Should insurance giants see insuretechs as a threat?
A key challenge for incumbents in this context though, according to Max Richter, managing director of insurance at management consultancy Accenture, is finding individuals with the right qualifications to undertake a role in, say, claims management or actuarial, who are also tech savvy and have enough creative imagination to work out how to do things differently.
“These skills are important for an organisation seeking to transform itself as it’s about people knowing enough about the business and technology to do things better,” he says. “Having a critical mass of people to do it is also necessary.”
Interestingly, Mr Richter does not see the emergent insurtechs as an undue threat in talent terms.
“They increase the competition for talent, but they’re not necessarily the biggest challenge,” he says. “Insurtechs employ mainly graduates, who are attracted by the startup nature of the company and so tend to choose between them and another form of startup rather than specifically making a career in insurance.”
Moreover, insurtechs have challenges of their own, such as having to recruit large numbers of software developers, which are mostly hired on contract rates due to high levels of demand. According to Ms Turpin, this means their talent concerns focus predominantly on how to get hold of sufficient numbers of contingent workers without breaking the bank.
What the sector can do to be more attractive to new talent
The talent issues faced by incumbent insurance providers, meanwhile, are more about how to become an employer of choice when expertise, particularly of a digital nature, is scarce across all industries.
The talent issue is undoubtedly firmly on the senior executive agenda. However, specific skills or talent initiatives still tend to be limited in scope rather than enterprise-wide.
Nonetheless, at a tactical level, the bigger players at least are now starting to recruit from outside the sector and on a global basis, particularly at the executive level. They are also setting up academies for school and college leavers to ensure a steady flow of skills and support a new-found focus on insurance-based qualifications to upskill both fresh hires and existing staff.

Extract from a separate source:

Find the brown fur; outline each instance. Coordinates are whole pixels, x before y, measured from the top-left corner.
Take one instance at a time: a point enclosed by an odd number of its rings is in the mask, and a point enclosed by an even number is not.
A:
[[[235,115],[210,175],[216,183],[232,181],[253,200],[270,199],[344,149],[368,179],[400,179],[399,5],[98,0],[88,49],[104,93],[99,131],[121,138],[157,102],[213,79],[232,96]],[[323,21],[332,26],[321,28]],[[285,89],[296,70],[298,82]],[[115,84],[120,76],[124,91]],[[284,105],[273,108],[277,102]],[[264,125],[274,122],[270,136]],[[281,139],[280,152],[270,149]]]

But at a more strategic level, much work still needs to be done. Not only does the industry have to become better at communicating the opportunities available to potential candidates, which include offering them a stable career helping people in need. It must also rethink its employer value proposition and the overall employee experience.
For instance, learning and development possibilities, which include everything from training and mentoring to job rotation, are consistently high on the wishlist of younger workers. However, companies are just as consistently found to underdeliver in this area, creating an opportunity for competitive employers to differentiate themselves.
“Those insurers who proactively transform themselves to have a better talent proposition and embrace technology effectively become more customer centric and will win in the marketplace, whereas those that fail to make any active effort will simply be left behind,” Accenture’s Mr Richter concludes.